As UNITElive reported last week, the taxpayer-owned bank RBS announced that a major restructuring program was on the horizon but failed to give any details.
But two unnamed sources familiar with the matter revealed to the Financial Times March 3 that up to four out of five jobs in the bank’s investment division might be decimated, amounting to a total of 14,000 job losses.
While RBS refused to comment, the sources also noted that back-office systems would be overhauled to automate them.
The looming job cuts come as the bank has posted seven straight years of profit losses – £3.5bn in this year alone, taking total losses to £50bn since 2008, when the bank received a taxpayer-funded bailout to the tune of billions.
One-off items that were part of this year’s losses included £2.2bn in conduct and litigation charges, with £320m relating to foreign exchange markets rigging and an additional £400m covering compensation for the payment protection insurance scandal.
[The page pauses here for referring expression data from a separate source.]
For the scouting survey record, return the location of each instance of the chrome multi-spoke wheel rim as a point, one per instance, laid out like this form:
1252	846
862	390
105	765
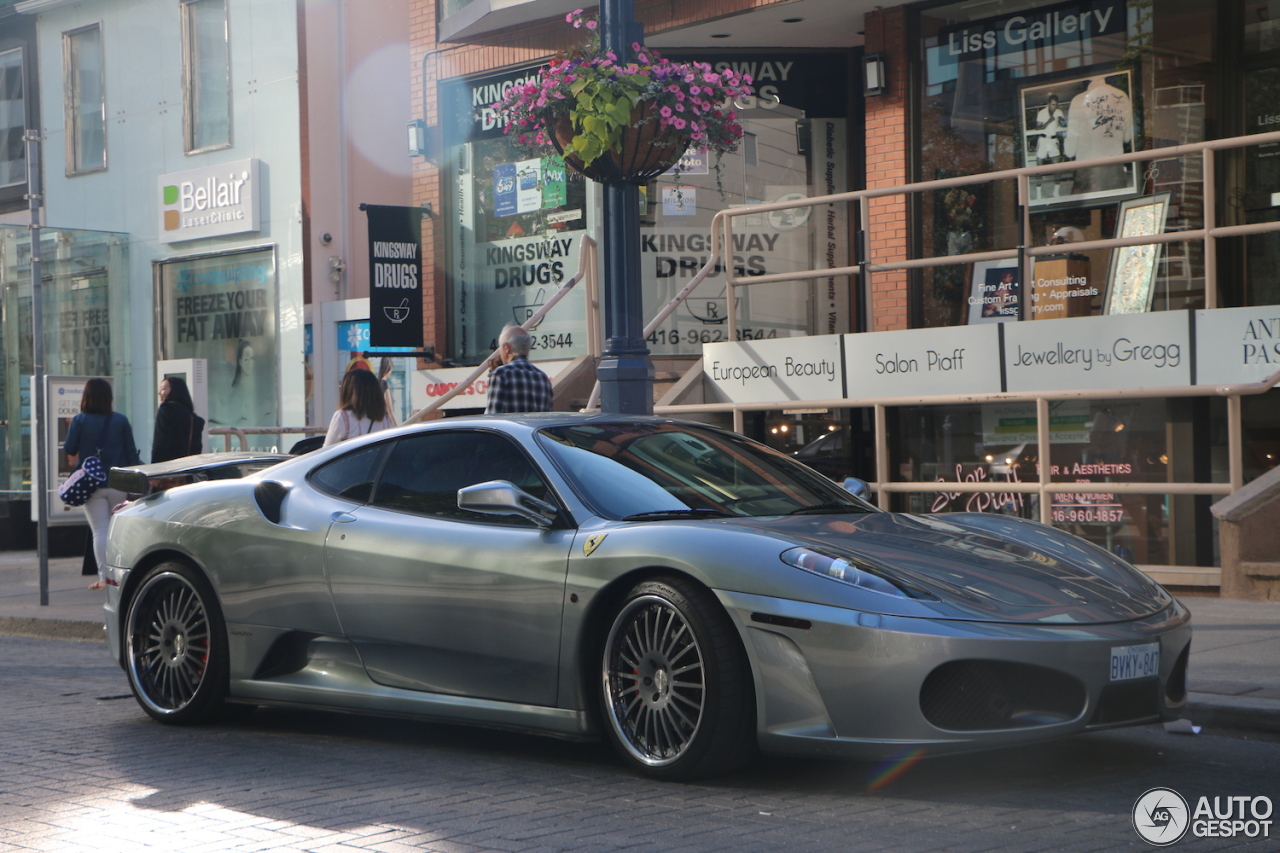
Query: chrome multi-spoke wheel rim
654	680
169	643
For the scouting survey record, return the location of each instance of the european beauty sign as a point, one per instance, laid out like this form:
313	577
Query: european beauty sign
1159	350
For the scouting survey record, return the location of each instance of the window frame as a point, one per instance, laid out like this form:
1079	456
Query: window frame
190	77
71	100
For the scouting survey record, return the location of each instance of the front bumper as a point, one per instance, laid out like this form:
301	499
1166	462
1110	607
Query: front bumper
833	682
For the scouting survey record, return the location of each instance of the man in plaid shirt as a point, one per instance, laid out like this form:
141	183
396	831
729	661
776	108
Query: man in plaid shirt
517	384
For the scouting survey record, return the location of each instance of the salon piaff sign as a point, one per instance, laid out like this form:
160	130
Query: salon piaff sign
799	368
210	201
1121	351
1237	345
1060	24
429	386
960	360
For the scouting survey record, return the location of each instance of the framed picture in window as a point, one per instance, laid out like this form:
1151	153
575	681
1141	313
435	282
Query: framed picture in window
995	292
1132	278
1083	118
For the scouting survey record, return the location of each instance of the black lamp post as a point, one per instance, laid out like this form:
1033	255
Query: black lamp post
626	372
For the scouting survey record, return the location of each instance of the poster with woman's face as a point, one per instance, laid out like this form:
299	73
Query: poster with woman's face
223	309
1079	119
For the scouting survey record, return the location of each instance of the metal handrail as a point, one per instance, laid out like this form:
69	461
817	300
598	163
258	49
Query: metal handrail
585	269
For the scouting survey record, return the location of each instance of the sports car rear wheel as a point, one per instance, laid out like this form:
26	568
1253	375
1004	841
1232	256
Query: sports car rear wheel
176	646
677	690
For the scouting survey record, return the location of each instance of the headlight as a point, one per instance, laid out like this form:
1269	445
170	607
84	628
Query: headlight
844	570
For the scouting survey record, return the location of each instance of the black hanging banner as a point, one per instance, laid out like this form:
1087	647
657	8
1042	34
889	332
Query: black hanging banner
394	276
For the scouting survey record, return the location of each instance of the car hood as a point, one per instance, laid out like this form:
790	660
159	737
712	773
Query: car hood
983	566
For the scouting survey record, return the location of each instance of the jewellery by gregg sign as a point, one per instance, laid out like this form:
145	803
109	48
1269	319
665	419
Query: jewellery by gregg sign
1161	816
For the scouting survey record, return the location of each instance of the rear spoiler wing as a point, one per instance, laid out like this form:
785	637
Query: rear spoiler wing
136	479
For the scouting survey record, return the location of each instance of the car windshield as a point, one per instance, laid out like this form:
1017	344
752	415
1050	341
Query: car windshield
654	470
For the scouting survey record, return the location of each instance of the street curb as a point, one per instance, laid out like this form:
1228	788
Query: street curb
53	629
1237	715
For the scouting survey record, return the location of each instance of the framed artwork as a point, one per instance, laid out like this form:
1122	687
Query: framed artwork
995	292
1132	278
1079	119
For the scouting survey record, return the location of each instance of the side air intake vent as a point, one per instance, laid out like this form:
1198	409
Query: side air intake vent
270	500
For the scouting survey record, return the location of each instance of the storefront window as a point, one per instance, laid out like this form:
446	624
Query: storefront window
1045	83
223	308
1101	441
83	290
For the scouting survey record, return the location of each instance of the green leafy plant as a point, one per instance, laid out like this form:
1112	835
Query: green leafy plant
684	103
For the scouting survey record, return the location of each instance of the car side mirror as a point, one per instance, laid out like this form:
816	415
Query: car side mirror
499	497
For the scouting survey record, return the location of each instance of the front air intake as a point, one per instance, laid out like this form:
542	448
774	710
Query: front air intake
984	696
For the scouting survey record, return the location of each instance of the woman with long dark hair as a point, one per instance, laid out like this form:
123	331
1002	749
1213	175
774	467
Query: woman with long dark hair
361	410
99	430
179	430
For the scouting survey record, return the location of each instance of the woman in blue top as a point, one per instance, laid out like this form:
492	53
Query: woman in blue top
99	430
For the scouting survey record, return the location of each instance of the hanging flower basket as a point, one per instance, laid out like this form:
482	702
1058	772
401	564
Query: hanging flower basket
644	150
624	122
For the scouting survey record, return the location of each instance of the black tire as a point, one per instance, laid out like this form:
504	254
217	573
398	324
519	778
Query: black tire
176	646
676	689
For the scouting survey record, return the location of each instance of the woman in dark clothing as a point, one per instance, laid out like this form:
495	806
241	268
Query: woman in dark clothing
179	430
105	433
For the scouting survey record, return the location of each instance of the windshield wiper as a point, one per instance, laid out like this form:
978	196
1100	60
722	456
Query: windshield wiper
832	507
679	514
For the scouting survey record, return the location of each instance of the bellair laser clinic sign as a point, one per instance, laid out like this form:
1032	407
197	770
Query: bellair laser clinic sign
799	368
210	201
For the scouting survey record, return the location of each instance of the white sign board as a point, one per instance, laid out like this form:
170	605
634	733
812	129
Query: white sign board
195	373
209	201
1237	345
426	386
1123	351
800	368
956	360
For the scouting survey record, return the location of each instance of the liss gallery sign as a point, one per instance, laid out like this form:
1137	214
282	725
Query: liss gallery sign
1166	349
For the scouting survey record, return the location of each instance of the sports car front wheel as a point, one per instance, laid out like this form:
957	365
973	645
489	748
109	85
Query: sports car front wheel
176	646
677	690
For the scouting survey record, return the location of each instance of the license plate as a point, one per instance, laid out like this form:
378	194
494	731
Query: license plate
1134	661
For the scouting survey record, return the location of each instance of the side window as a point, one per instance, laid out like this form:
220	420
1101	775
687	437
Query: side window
351	477
424	474
205	74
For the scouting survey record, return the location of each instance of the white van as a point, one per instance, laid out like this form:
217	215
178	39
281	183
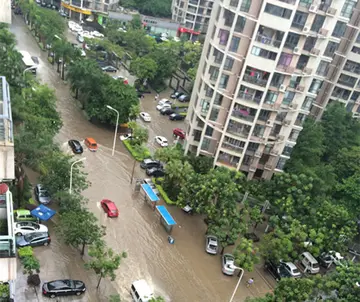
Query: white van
141	291
310	263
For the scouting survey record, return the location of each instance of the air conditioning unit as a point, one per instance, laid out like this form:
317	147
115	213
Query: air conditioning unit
296	50
313	8
282	88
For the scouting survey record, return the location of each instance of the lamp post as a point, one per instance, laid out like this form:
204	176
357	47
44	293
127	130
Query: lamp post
71	168
117	123
237	285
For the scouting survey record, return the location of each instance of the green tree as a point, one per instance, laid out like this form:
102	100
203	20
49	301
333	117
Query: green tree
104	261
79	228
246	255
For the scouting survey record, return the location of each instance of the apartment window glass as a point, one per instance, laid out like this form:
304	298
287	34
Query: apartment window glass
318	23
245	6
223	36
285	59
292	40
257	51
229	62
348	8
330	49
315	86
322	68
277	11
339	29
299	20
223	81
234	44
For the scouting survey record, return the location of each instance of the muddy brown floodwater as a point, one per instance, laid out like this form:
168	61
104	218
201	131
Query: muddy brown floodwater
179	272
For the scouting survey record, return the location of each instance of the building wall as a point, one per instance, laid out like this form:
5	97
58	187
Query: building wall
264	66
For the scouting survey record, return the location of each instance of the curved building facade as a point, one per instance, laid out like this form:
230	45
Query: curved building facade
265	66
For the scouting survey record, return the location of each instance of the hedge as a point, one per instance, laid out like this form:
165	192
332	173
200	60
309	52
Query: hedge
140	154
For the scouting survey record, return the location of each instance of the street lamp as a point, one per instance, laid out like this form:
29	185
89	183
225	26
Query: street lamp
117	123
72	165
237	285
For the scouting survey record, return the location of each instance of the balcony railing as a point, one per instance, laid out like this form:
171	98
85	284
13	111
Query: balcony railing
255	80
268	41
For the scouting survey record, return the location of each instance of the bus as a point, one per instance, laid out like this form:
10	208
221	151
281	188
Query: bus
28	61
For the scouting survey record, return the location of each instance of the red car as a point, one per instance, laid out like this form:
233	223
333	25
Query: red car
179	132
109	208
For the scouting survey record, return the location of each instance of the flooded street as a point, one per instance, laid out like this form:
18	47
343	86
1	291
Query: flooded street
178	272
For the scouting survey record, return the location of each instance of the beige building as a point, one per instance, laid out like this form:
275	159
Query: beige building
266	65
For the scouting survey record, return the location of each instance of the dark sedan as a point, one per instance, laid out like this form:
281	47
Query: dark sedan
176	117
156	172
75	146
33	239
64	287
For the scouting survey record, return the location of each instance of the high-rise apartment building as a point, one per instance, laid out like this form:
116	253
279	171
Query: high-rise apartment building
266	65
193	15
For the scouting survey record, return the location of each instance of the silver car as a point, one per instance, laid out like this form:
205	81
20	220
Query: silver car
228	264
211	245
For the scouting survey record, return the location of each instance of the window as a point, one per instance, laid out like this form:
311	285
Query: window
299	20
348	8
234	44
315	86
285	59
224	36
229	62
322	68
318	23
257	51
330	49
292	40
245	6
277	11
339	29
223	81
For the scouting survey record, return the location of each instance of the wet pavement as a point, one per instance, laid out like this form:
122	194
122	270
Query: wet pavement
179	272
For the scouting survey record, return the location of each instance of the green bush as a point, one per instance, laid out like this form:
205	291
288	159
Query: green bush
137	152
164	195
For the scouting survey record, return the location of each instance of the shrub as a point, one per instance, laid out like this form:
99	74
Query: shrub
138	152
164	195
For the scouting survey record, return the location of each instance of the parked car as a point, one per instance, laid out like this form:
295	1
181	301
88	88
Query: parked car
184	98
41	194
155	172
179	133
211	245
28	227
167	111
125	136
163	106
33	239
176	117
278	271
64	287
145	116
109	208
176	94
75	146
149	163
162	141
292	269
109	68
228	266
149	182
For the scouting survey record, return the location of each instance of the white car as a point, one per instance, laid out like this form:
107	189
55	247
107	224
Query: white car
163	106
27	227
145	116
162	141
125	136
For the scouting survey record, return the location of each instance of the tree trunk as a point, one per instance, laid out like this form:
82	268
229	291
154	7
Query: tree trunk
97	287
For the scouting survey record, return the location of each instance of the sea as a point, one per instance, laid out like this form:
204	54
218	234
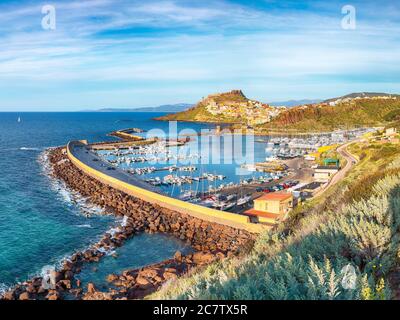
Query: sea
41	221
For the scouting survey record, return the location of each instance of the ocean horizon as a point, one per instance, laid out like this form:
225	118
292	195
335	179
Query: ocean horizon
42	222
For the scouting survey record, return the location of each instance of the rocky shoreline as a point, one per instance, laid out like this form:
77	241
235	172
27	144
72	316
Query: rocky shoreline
210	240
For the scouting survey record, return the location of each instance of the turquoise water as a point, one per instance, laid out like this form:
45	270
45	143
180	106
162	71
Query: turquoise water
38	225
142	250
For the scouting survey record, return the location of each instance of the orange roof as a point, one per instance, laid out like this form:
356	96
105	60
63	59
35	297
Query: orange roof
275	196
257	213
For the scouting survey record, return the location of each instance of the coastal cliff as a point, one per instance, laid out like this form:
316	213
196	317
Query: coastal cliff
350	111
228	107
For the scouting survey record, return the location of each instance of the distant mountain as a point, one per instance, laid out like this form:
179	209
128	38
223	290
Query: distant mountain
352	110
227	107
293	103
164	108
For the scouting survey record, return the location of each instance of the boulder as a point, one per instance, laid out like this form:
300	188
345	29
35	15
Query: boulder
202	258
91	288
24	296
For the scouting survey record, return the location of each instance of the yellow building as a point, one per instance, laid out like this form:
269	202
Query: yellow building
271	208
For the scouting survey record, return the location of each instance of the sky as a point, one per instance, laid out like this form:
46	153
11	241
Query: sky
128	53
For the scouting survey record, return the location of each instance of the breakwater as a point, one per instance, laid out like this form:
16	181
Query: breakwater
206	214
211	240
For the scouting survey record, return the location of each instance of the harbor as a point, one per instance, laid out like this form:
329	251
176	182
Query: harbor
177	169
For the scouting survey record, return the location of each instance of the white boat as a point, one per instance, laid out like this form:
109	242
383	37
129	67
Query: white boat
271	159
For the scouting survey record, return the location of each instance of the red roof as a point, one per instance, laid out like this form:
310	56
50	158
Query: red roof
275	196
257	213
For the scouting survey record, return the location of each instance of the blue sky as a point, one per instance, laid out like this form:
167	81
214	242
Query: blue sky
128	53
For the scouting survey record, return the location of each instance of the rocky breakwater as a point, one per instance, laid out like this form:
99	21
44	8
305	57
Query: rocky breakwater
211	241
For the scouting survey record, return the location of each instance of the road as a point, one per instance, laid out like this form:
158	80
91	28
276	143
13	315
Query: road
351	162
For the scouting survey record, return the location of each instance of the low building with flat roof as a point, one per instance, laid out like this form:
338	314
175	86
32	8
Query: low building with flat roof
271	208
325	173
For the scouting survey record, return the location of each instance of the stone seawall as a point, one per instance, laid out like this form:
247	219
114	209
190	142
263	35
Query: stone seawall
210	240
149	217
233	220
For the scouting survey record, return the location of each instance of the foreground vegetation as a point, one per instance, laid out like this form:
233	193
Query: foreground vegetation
356	224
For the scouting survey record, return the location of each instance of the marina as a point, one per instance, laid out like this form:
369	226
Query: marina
180	171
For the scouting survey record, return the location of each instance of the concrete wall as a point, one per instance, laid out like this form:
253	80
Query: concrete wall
206	214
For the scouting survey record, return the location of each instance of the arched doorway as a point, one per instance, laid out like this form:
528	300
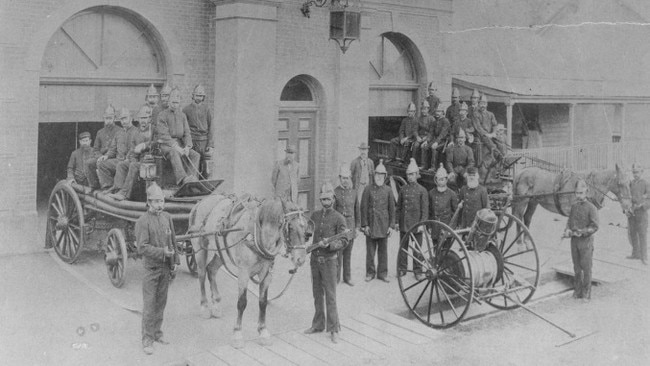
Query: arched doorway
102	55
297	121
396	73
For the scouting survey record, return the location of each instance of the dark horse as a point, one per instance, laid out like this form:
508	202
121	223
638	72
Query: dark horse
252	234
554	191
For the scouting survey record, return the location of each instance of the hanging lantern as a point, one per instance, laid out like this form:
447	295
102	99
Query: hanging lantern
345	20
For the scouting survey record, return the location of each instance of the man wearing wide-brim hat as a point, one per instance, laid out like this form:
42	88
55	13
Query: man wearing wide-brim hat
637	217
362	170
285	176
76	166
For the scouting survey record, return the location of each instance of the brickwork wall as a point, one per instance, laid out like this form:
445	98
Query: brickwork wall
25	29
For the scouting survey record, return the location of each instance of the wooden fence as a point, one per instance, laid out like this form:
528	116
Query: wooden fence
588	157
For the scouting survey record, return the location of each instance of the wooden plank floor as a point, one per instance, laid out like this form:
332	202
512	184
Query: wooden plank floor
377	338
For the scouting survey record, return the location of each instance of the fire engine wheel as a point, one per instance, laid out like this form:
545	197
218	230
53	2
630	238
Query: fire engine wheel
440	293
115	257
65	224
520	261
But it looks as though it is only workers who will be facing the consequences of the disgraceful behaviour of those at the top – banker bonuses at RBS are as healthy as ever, with £421m in bonus payments made this year.
RBS boss Rob McEwan told BBC Radio 4 last week that he cannot guarantee that similar scandals won’t happen again, while also defending this year’s bonus payments, saying the figure was lower than years before.
The news confirms Unite’s fears that the restructuring programme will entail significant job losses.
Commenting when the bank initially announced the programme, Unite national officer for RBS Rob MacGregor expressed deep concern about how the restructuring will “unfairly impact low paid and administration staff within the investment banking division.
“The announcement won’t leave the wealthy traders devastated and worried about how they pay their mortgages,” he said. “It will be the worker in the back office earning £20,000 per year who now faces uncertainty about what the future holds.”